Researchers from the US have developed an artificial intelligence (AI) system that surfs the internet, extracts information from the available plain text and organises it for quantitative analysis in very less time.
Recently at the Association for Computational Linguistics’ Conference on Empirical Methods on Natural Language Processing, researchers from the Massachusetts Institute of Technology (MIT) Computer Science and Artificial Intelligence Laboratory won a best-paper award for a new approach to information extraction that turns conventional machine learning on its head.
Most machine-learning systems work by combing through training examples and looking for patterns that correspond to classifications provided by human annotators.
In their new paper, the MIT researchers trained their system on scanty data — because in the scenario they’re investigating, that’s usually all that’s available. But then they find the limited information an easy problem to solve.
“In information extraction, traditionally, in natural-language processing, you are given an article and you need to do whatever it takes to extract correctly from this article,” said Regina Barzilay, the Delta Electronics Professor of Electrical Engineering and Computer Science.
“That’s very different from what you or I would do. When you are reading an article that you cannot understand, you are going to go on the web and find one that you can understand,” Barzilay, who also a senior author of the paper, added.

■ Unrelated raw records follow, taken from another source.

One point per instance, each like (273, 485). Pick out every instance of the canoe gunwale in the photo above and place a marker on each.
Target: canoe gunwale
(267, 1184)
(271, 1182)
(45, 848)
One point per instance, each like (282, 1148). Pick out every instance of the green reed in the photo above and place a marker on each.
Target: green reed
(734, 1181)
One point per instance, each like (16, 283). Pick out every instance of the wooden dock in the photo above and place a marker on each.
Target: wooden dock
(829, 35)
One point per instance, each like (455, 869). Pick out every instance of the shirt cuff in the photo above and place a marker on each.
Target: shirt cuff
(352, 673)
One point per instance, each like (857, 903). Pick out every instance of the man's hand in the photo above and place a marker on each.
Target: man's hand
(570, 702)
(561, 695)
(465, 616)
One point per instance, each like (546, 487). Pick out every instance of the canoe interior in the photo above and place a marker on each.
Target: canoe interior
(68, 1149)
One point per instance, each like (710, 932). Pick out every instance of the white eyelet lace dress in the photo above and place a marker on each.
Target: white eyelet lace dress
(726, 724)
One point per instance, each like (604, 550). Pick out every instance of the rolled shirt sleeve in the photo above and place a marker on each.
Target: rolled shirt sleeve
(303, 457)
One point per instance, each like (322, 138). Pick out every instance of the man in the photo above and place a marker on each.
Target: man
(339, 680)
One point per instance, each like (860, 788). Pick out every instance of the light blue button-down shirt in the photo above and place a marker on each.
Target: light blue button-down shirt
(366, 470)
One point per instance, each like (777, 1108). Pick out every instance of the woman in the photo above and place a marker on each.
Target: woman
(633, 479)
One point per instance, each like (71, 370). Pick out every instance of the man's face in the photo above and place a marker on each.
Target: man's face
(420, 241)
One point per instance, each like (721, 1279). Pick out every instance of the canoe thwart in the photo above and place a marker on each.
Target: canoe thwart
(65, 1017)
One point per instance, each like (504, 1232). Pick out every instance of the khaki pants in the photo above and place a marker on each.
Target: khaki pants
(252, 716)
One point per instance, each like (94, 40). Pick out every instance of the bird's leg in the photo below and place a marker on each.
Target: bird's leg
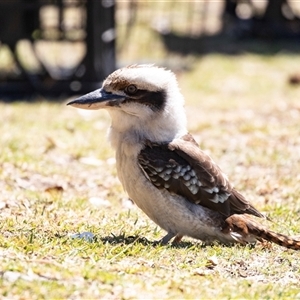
(167, 238)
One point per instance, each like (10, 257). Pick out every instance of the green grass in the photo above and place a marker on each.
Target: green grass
(54, 159)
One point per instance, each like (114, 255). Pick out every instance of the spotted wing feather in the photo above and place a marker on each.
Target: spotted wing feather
(182, 168)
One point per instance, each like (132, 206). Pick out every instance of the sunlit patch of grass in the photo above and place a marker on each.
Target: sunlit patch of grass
(54, 159)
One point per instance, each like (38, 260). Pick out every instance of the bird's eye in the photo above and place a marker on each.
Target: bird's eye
(131, 89)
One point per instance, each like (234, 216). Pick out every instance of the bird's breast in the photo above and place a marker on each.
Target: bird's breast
(171, 212)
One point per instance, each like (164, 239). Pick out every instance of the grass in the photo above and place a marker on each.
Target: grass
(57, 178)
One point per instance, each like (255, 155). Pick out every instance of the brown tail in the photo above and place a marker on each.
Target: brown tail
(246, 227)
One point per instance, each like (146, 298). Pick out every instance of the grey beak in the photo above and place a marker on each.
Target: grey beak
(95, 100)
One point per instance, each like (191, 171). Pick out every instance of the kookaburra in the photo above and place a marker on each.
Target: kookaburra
(161, 167)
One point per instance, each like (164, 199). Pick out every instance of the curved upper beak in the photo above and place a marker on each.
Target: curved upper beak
(96, 100)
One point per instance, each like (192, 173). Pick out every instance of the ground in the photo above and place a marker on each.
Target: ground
(58, 178)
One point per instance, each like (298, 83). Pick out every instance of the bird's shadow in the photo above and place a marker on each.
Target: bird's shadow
(133, 239)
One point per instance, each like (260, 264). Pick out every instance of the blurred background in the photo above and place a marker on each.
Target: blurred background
(56, 48)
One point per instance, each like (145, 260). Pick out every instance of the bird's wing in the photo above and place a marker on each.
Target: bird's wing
(183, 168)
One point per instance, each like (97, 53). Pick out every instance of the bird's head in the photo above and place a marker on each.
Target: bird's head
(141, 98)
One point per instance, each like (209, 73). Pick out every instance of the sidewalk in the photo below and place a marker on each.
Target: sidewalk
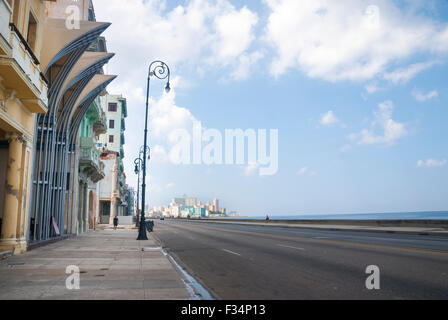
(333, 227)
(112, 266)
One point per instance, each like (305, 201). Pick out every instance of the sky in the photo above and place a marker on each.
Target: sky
(356, 89)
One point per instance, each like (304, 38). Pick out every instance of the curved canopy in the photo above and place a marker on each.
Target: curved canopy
(90, 62)
(59, 40)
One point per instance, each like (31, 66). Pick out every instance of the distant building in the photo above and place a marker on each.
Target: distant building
(216, 205)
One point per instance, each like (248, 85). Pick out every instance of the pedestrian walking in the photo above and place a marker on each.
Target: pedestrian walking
(115, 223)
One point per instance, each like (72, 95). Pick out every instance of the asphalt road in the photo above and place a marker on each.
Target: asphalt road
(253, 262)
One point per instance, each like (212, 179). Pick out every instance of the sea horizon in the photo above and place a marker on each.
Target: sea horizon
(417, 215)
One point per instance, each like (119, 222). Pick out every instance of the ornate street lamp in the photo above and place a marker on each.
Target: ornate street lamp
(138, 167)
(161, 71)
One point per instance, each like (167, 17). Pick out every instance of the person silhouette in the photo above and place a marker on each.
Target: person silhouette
(115, 223)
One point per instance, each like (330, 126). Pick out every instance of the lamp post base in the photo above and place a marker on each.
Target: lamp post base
(142, 231)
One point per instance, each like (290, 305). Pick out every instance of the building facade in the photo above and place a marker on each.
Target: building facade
(23, 95)
(49, 81)
(114, 195)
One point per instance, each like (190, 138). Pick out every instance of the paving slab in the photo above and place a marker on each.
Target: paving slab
(112, 264)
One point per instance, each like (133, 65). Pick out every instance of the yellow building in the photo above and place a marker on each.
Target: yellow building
(48, 80)
(23, 94)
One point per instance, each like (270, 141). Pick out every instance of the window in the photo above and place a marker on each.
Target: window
(32, 31)
(112, 107)
(16, 12)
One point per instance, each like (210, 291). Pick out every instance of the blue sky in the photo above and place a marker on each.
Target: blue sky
(356, 89)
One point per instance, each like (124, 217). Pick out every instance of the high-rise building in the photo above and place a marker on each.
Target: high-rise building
(216, 205)
(112, 145)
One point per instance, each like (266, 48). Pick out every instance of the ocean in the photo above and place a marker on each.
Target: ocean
(427, 215)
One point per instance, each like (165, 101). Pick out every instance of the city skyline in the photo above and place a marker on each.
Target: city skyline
(360, 121)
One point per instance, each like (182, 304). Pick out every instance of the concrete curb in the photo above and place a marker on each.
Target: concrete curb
(440, 233)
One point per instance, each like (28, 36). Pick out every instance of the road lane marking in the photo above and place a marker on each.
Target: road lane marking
(231, 252)
(290, 247)
(323, 239)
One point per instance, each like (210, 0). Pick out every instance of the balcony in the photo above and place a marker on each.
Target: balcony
(89, 160)
(100, 126)
(19, 67)
(5, 13)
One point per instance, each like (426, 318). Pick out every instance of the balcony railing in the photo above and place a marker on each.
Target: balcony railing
(25, 43)
(20, 66)
(89, 159)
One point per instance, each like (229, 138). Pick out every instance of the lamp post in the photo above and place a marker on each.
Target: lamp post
(138, 166)
(161, 71)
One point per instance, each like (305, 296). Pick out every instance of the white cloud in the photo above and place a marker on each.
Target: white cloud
(350, 40)
(403, 75)
(431, 163)
(422, 97)
(371, 88)
(391, 130)
(328, 118)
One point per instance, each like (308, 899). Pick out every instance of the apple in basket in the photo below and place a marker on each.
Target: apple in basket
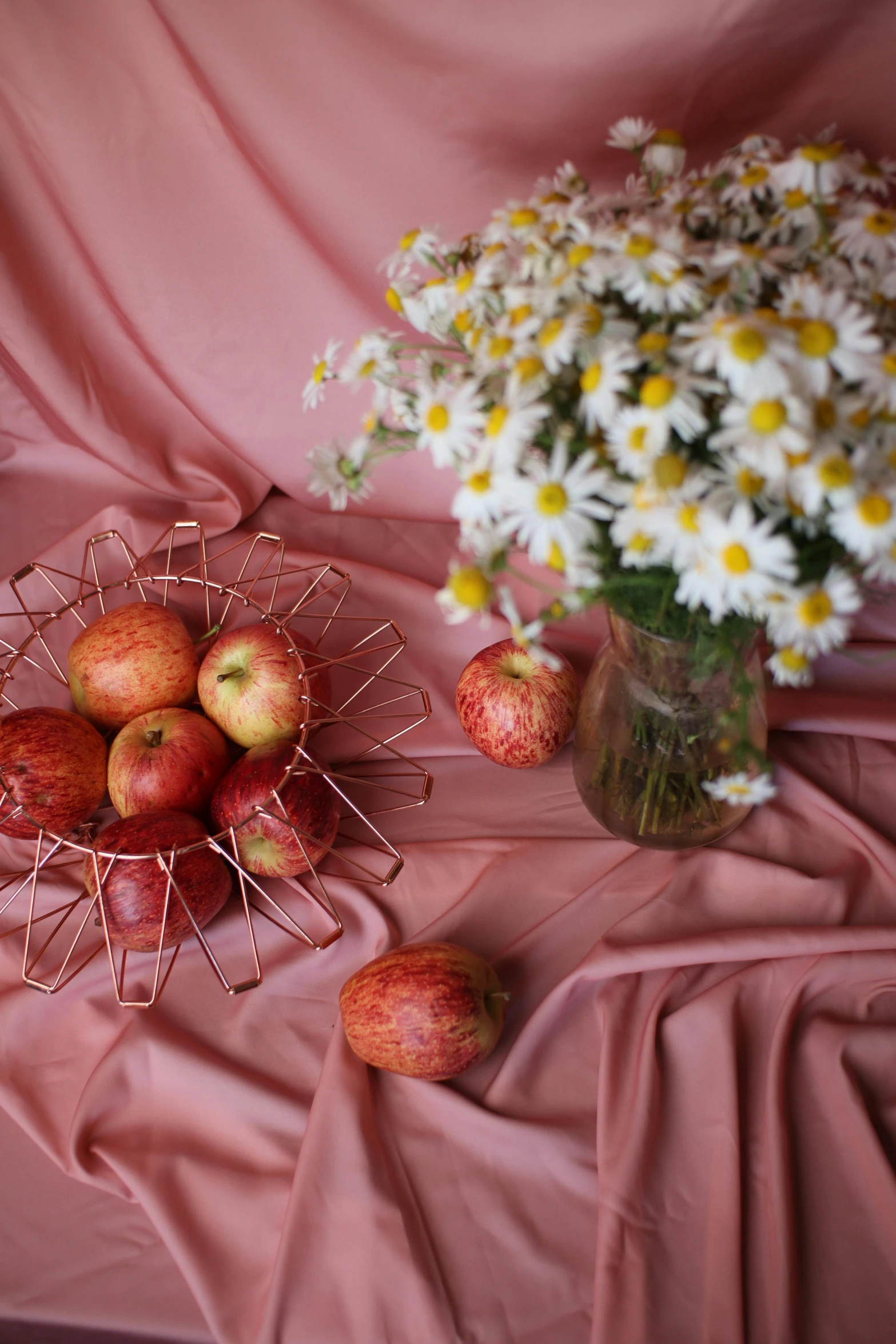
(266, 842)
(54, 768)
(515, 710)
(250, 685)
(133, 659)
(428, 1010)
(133, 890)
(167, 760)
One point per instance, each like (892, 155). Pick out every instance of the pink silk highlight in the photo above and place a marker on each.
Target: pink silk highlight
(688, 1130)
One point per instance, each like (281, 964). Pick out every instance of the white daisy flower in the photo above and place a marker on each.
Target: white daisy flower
(451, 421)
(339, 472)
(742, 789)
(601, 382)
(813, 619)
(764, 432)
(631, 133)
(552, 504)
(468, 592)
(790, 667)
(867, 526)
(868, 234)
(323, 373)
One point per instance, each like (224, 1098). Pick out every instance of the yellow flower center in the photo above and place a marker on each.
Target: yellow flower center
(550, 332)
(816, 339)
(640, 245)
(653, 343)
(579, 255)
(875, 510)
(657, 392)
(793, 661)
(551, 499)
(528, 369)
(822, 154)
(880, 222)
(835, 474)
(555, 558)
(736, 558)
(767, 417)
(748, 483)
(471, 588)
(825, 413)
(670, 471)
(524, 218)
(816, 608)
(747, 344)
(591, 377)
(495, 424)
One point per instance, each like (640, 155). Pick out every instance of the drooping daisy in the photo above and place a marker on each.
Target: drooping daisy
(813, 619)
(552, 504)
(867, 526)
(451, 419)
(340, 472)
(868, 233)
(740, 789)
(323, 373)
(601, 382)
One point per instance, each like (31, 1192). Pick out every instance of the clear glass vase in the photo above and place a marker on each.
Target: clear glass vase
(657, 719)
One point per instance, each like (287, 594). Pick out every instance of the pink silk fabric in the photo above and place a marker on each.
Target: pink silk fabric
(688, 1131)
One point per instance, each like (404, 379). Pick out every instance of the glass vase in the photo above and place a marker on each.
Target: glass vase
(659, 719)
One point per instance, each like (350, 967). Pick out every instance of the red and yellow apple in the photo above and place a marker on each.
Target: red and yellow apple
(268, 844)
(428, 1010)
(133, 889)
(54, 768)
(515, 710)
(133, 659)
(167, 760)
(250, 686)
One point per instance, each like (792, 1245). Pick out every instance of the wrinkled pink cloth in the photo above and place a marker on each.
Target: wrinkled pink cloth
(688, 1131)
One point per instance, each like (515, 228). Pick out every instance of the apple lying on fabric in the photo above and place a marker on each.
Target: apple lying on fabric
(298, 822)
(167, 760)
(428, 1010)
(254, 689)
(54, 772)
(133, 659)
(135, 889)
(516, 710)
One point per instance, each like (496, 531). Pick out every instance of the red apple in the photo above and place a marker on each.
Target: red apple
(167, 760)
(131, 661)
(133, 890)
(250, 685)
(428, 1010)
(268, 846)
(515, 710)
(53, 766)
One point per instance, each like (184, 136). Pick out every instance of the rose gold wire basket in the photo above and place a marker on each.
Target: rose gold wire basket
(356, 734)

A machine-learning system assigns each of its classifications a confidence score — which is a measure of the statistical likelihood that the classification is correct — given the patterns discerned in the training data.
With the researchers’ new system, if the confidence score is too low, the system automatically does a web search to pull up texts likely to contain the data it is trying to extract.
It then attempts to extract the relevant data from one of the new texts and reconciles the results with those of its initial extraction.
If the confidence score remains too low, it moves on to the next text pulled up by the search string, and so on.
Eventually, the system learns how to generate search queries, gauge the likelihood that a new text is relevant to its extraction task, and determine the best strategy for fusing the results of multiple attempts at extraction.